Note: IMHO, for the relevant research for 'information technology' the key is
not 'computer science' but selected, advanced topics in pure and applied math.

(3) Implement the solution in software and offer it to users via the Web or
cloud.

(4) Buy a nice yacht, rinse, and repeat.

For the research part, the main training for research is the Ph.D. The
difficulty of Ph.D. programs shows that learning how to do good research and
doing it are not easy. Thus, hopefully, the founder, CEO doing the research
has a good, relevant Ph.D. This way, no one in the organization is threatened
by the research that helps start the organization.

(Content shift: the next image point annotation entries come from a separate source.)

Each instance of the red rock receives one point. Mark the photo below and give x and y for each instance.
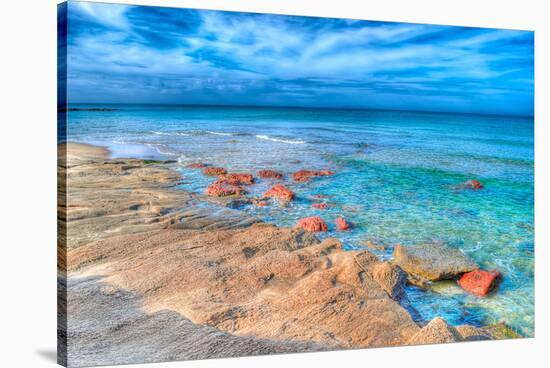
(222, 189)
(270, 174)
(479, 282)
(304, 175)
(342, 224)
(472, 184)
(237, 179)
(280, 192)
(214, 171)
(313, 224)
(197, 165)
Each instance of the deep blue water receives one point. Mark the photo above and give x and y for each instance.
(394, 180)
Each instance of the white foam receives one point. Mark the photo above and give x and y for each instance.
(268, 138)
(219, 133)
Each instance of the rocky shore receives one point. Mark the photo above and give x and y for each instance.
(156, 273)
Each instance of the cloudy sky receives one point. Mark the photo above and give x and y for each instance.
(137, 54)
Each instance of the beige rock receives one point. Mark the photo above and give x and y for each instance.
(259, 281)
(432, 262)
(438, 331)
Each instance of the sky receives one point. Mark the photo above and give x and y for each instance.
(138, 54)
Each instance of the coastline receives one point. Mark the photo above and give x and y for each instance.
(283, 288)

Once again, the ways big organizations find to make messes can be corrected by
entrepreneurship.

So, don't curse the big organizations. Instead, use their problems as an
opportunity to be a successful entrepreneur and buy a yacht.

------
NY_USA_Hacker
A famous recipe for rabbit stew starts off, "First catch a rabbit ...."

A recipe for applied research starts off, "First get an application ...."

The article has,

"These companies can afford to set up big labs with lots of PhDs and pay them
to do whatever the hell they want with little accountability, but maybe this
model is no longer sustainable."

Thanks a lot former Harvard prof: That's an insult to Ph.D. holders, cuts them
off at the knees, and is a great recipe for Ph.D. unemployment: Or, just why
will the lowest non-Ph.D. manager in a management chain want to bet their
budget and part of their career on "PhDs and pay them to do whatever the hell
they want with little accountability"?

Just what is it about wasting time you find so attractive?

If you want to sit in a small, closed, dark room and engage in intellectual
self-abuse, first make, marry, and/or inherit some money and then go for it.
For the rest of us who sacrificed a LOT and got a Ph.D., JUST to be, and ONLY
to be, better qualified to contribute to both top and bottom lines of
accounting income statements, please cut the insults.